= Zimbabwe Revenue Authority =

The Zimbabwe Revenue Authority, or ZIMRA, is the body responsible for collecting taxes and other revenue streams for the government in Zimbabwe. It derives its mandate from the Revenue Authority Act, passed by the parliament of Zimbabwe in 2002 and other related legislation.

==Revenue collection==

ZIMRA is responsible for assessing, collecting and accounting for revenue through the Ministry of Finance as specified by the Revenue Authority Act. The revenues and taxes administered by ZIMRA include:

- Income Tax
- Pay As You Earn (PAYE)
- Value Added Tax
- Withholding taxes
- Excise duty
- Special excise duty
- Capital gains tax
- Carbon tax
- Road tolls
- Surtax
- Stamp duty
- Customs duty
- Presumptive taxes

==Trade regulation==

As part of its role in customs regulation, the authority monitors trade and all traffic through borders crossings, airports, and seaports. ZIMRA is tasked to reduce smuggling and illegal trade. The authority regulations on imports, exports and foreign exchange controls. As part of this duty, the agency regulates human travel.
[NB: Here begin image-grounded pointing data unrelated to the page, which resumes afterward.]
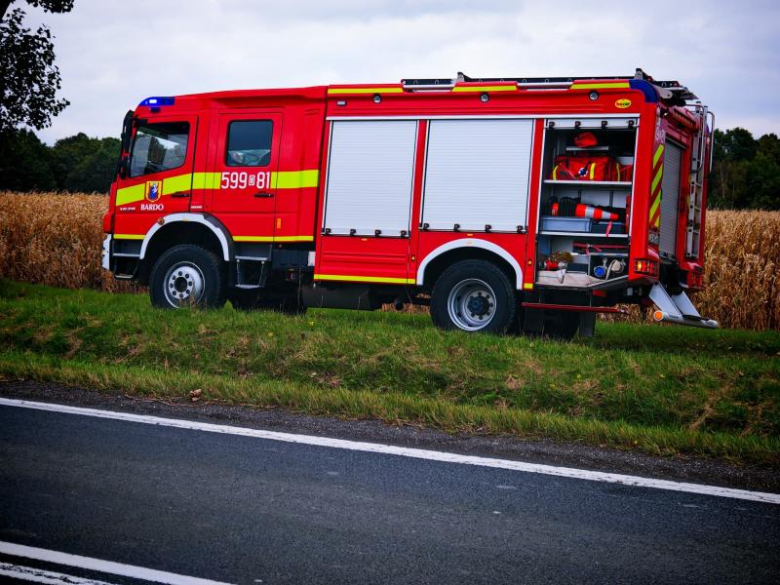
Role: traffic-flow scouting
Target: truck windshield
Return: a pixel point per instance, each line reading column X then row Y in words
column 159, row 147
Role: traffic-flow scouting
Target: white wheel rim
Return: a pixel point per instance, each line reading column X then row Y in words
column 471, row 304
column 184, row 285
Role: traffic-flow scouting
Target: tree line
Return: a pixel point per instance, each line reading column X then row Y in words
column 77, row 163
column 745, row 172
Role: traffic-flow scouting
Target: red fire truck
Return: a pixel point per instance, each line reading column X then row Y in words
column 504, row 204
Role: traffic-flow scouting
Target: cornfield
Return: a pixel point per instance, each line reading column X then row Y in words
column 55, row 239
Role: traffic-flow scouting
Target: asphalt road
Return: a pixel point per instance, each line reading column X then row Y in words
column 248, row 510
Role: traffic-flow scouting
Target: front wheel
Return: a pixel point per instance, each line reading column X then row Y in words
column 187, row 276
column 473, row 295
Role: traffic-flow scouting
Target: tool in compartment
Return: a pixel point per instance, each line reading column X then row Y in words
column 568, row 207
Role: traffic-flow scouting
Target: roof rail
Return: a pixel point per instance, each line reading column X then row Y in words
column 669, row 90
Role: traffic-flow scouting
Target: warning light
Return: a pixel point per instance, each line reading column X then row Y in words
column 158, row 101
column 644, row 266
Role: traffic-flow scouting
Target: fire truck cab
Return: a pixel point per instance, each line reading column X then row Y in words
column 503, row 204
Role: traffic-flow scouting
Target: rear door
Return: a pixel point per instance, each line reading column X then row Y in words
column 245, row 165
column 671, row 185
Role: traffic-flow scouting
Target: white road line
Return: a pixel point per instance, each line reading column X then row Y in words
column 40, row 576
column 58, row 558
column 444, row 457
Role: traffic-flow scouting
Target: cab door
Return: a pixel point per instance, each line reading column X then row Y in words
column 245, row 164
column 159, row 176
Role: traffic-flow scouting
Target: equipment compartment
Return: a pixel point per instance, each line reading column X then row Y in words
column 584, row 203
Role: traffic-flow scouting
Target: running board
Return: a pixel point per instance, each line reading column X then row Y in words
column 677, row 309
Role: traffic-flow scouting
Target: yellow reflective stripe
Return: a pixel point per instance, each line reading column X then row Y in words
column 176, row 184
column 656, row 203
column 613, row 85
column 130, row 194
column 273, row 238
column 295, row 179
column 206, row 180
column 179, row 183
column 659, row 151
column 355, row 90
column 461, row 88
column 383, row 279
column 657, row 178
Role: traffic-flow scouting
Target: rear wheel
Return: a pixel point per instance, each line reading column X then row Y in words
column 187, row 276
column 473, row 295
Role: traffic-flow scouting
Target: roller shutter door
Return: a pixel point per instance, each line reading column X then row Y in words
column 370, row 177
column 477, row 174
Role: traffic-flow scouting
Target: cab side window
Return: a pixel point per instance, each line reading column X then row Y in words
column 159, row 147
column 249, row 143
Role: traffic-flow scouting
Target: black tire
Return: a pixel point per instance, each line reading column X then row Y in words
column 474, row 295
column 187, row 276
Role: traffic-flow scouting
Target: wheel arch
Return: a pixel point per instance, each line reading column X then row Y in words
column 470, row 249
column 184, row 228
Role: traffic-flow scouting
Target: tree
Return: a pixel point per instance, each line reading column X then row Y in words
column 94, row 173
column 47, row 5
column 29, row 80
column 25, row 162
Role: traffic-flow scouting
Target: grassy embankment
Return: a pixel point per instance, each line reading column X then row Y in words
column 662, row 390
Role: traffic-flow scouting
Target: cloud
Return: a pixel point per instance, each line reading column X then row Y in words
column 112, row 54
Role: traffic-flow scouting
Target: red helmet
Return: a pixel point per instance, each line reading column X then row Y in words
column 585, row 140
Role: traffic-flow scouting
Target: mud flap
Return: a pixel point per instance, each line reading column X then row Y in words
column 677, row 309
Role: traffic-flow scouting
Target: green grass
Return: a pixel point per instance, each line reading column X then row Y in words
column 662, row 390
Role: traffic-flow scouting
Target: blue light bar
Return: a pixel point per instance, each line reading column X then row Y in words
column 158, row 101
The agency is responsible for overseeing motor vehicle trade and acts as a port authority, managing aspects of freight loading and unloading.

==Advisory==

In addition to its role as a collector of taxes and revenue, the agency advises the legislature on enacting new revenue streams. In 2004, the agency spearheaded the introduction of the value added tax in Zimbabwe, replacing the sales tax. The agency in the past has endorsed the presumptive tax and road tolls, as well as new systems like Asycuda World and a self-assessment system of taxation.

==Corruption==
The agency has been accused high levels of corruption, and many officials have been arrested.

==Recent news==
Zimra missed its revenue collection target for the second quarter of 2013 by 6%, which the chairman said was down to economic setbacks.